De Sp 26:13-16 gaan over de luiaard (Sp 6:6-11; Sp 24:30-34). We zien een toenemende passiviteit. Eerst komt hij zijn huis niet uit (Sp 26:13). Daarna komt hij zijn bed niet uit (Sp 26:14). Ten slotte haalt hij zelfs zijn hand niet uit een schotel voedsel (Sp 26:15). Er zit helemaal geen beweging in en er is ook geen beweging in te krijgen.

Hij maakt zichzelf wijs dat de omstandigheden niet toelaten dat hij werkt (Sp 26:13). De luiaard is werkschuw, en wie werkschuw is, verzint de meest absurde excuses om niet te werken (Sp 22:13). Hij ziet overal gevaar, op de weg en op de pleinen. Hij ziet overal de tegenstand van de duivel, van wie de leeuw een beeld is (1Pt 5:8), die hem verhindert te werken.

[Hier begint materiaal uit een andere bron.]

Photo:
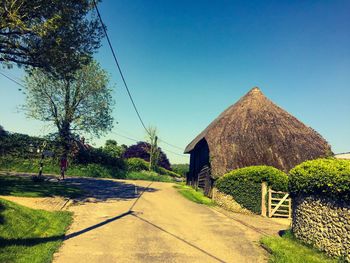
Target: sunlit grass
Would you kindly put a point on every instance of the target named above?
(25, 187)
(28, 235)
(193, 195)
(287, 249)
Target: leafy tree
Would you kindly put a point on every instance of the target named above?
(58, 36)
(80, 105)
(181, 169)
(2, 131)
(141, 150)
(154, 151)
(113, 149)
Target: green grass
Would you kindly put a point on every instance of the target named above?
(24, 186)
(28, 235)
(51, 167)
(287, 249)
(89, 170)
(193, 195)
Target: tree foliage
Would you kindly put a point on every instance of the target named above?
(141, 150)
(113, 149)
(58, 36)
(80, 105)
(326, 177)
(154, 151)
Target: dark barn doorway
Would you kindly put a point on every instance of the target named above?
(199, 174)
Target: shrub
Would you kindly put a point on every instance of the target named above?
(329, 177)
(136, 164)
(181, 169)
(163, 171)
(141, 150)
(244, 184)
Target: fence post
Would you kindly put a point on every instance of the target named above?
(269, 202)
(290, 208)
(263, 198)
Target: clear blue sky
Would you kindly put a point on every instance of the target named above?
(186, 61)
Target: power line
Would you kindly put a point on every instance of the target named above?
(136, 140)
(119, 69)
(169, 144)
(13, 80)
(160, 140)
(122, 75)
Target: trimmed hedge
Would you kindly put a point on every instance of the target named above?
(136, 165)
(244, 184)
(327, 177)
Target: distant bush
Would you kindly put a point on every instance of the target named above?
(163, 171)
(328, 177)
(141, 150)
(244, 184)
(181, 169)
(98, 156)
(136, 164)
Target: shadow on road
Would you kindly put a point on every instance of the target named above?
(103, 190)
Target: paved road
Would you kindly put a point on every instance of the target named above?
(115, 224)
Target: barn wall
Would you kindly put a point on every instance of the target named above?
(199, 158)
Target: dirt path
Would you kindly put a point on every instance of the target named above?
(116, 224)
(46, 203)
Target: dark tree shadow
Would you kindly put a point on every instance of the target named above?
(28, 242)
(103, 190)
(2, 218)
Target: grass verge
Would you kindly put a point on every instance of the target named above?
(287, 249)
(28, 235)
(193, 195)
(24, 186)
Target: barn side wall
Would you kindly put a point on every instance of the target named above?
(199, 158)
(323, 223)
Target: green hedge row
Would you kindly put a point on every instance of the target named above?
(328, 177)
(244, 184)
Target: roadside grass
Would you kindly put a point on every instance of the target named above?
(88, 170)
(193, 195)
(28, 235)
(25, 187)
(287, 249)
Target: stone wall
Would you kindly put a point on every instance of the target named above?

Het werkelijke excuus is echter niet angst, maar luiheid.

De luiaard is net zo vast aan zijn bed verbonden als “een deur op zijn scharnier” (Sp 26:14). Hij kan net zo onmogelijk van zijn bed los komen als een deur van zijn scharnier. De luiaard scharniert als het ware op zijn bed. Zoals een deur heen en weer beweegt, maar niet van zijn plaats komt, zo wentelt de luiaard zich van zijn ene op zijn andere zijde. Een deur heeft nog een functie, hij gaat open en dicht, terwijl de luiaard functieloos blijft liggen.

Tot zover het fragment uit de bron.